La première résolution de cette Conférence déclarait que tous les gouvernements devaient se fixer pour but qu'en une décennie aucun enfant ne devra aller se coucher en ayant faim, qu'aucune famille ne devra vivre dans la crainte de manquer de pain pour le lendemain, et que l'avenir et les capacités d'aucun être humain ne devront être compromis par la malnutrition. Cependant, force nous est de constater que ce noble objectif visant en définitive l'élimination de la faim, de l'insécurité alimentaire et de la malnutrition n'a pas été atteint.

Les chiffres effrayants sur lesquels sont revenus plusieurs orateurs sont le résultat de nos échecs en matière de développement en général et, plus particulièrement, du développement agricole et rural. Ils sont également le résultat de catastrophes naturelles ainsi que de multiples crises socio-politiques et des conflits qui secouent certaines régions du monde. Ils traduisent, en tout cas, une situation intolérable et franchement scandaleuse.

Les Nations Unies ont organisé au cours des cinq dernières années une série de conférences au sommet, balisant ainsi ce que seront les grands enjeux à l'aube du prochain millénaire en matière d'environnement, de développement social, de population, de promotion de la femme, d'établissements humains en général et d'urbanisation en particulier.

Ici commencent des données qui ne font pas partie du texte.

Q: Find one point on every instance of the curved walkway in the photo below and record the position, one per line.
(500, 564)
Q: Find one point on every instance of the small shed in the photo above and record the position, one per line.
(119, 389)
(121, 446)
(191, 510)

Le Sommet mondial de l'alimentation qui nous réunit aujourd'hui se place, bien entendu, dans la suite logique des précédents sommets. Mais il a la particularité de traiter du besoin le plus fondamental de l'être humain, à savoir la nourriture, et ce dans un contexte qui appelle des solutions immédiates car c'est la survie d'une partie de l'humanité qui est en jeu.

C'est pourquoi, il faudra éviter que ce sommet ne soit "qu'un sommet en plus". Au-delà de la Déclaration de Rome et du Plan d'action que nous avons adoptés, je voudrais lancer un appel en faveur de l'éradication de l'indifférence qui est un des plus grands fléaux qui minent les relations entre les habitants de cette planète.

Je reviendrai tout à l'heure sur ce point car l'histoire récente du Rwanda, marquée par l'un des génocides les plus effroyables que l'humanité ait connus, nous a montré jusqu'à quel point la communauté internationale, ou si vous voulez les hommes, pouvaient être indifférents aux souffrances des autres. Mais en matière de sécurité alimentaire, je reste convaincu que la coopération et la solidarité entre les peuples et les nations sera le levain indispensable pour la réalisation de notre ambition à tous, à savoir "nourrir le monde".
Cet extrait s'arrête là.